Fall 2009, Thursdays, Milner 216, 4:00-4:50 PM

Date: September 24

"  The Navier-Stokes Equations. A Bit of Theory and Numerics "
  Abner Salgado  


The flow of a viscous incompressible fluid can be fully described if we know the density, velocity and pressure at every point. A mathematical description of their interaction is given by the Navier-Stokes equations, which is a system of partial differential equations that presents hyperbolic, parabolic and elliptic features. Although these equations have been known since the XVIII century, from the mathematical point of view we still know very little about them.

In this talk I will scratch the surface of the theory on these equations in the constant density case, listing the main results that have been obtained so far and trying to describe (in simple terms) the main open problems and, to the best of my understanding, why do these have proved so difficult.

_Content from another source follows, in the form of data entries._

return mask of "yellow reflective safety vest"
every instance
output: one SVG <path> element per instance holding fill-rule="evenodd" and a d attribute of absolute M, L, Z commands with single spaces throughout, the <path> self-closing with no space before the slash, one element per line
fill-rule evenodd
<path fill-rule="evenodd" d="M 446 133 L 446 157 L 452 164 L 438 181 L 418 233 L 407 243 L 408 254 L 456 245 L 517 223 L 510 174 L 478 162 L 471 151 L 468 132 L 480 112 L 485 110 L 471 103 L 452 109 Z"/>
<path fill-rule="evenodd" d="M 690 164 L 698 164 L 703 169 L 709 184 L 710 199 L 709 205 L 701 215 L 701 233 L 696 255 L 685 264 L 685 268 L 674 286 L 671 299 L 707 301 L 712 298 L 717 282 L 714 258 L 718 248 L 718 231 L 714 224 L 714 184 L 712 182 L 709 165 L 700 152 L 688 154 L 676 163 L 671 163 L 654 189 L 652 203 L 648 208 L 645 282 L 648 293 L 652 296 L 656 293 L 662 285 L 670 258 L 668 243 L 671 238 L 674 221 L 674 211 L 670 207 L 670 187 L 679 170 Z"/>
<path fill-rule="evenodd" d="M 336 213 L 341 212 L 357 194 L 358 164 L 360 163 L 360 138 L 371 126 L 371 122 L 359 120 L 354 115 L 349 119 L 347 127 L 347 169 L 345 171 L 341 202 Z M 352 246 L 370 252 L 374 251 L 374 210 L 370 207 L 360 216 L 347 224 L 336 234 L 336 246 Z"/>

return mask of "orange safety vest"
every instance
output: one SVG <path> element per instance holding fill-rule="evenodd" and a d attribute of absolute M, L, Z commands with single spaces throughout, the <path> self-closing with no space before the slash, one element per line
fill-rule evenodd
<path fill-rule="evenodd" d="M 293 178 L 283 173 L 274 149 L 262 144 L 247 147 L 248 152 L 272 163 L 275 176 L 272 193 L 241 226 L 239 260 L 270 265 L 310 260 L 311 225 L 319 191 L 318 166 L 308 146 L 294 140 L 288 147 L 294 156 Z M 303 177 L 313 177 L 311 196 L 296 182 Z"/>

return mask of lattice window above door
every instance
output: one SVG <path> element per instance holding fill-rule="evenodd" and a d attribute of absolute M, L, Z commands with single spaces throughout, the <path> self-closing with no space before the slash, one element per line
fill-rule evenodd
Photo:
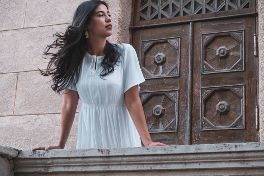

As a second part, I will describe one of the most popular methods for the numerical solution of these equations. Namely, the so-called projection methods. I will describe the very simple idea that lies behind them and present the most relevant results and open problems in the numerical analysis of these methods.

Finally, if time allows, I will describe the case when the density is variable and some of the work that has been recently done in the numerical analysis of this system.

This talk should appeal not only to people that are interested in PDE's or numerical analysis. After all, what I will be talking about is real-world phenomena. If this is not convincing enough, I promise to make the talk more entertaining by showing several movies of numerical simulations that I have carried out.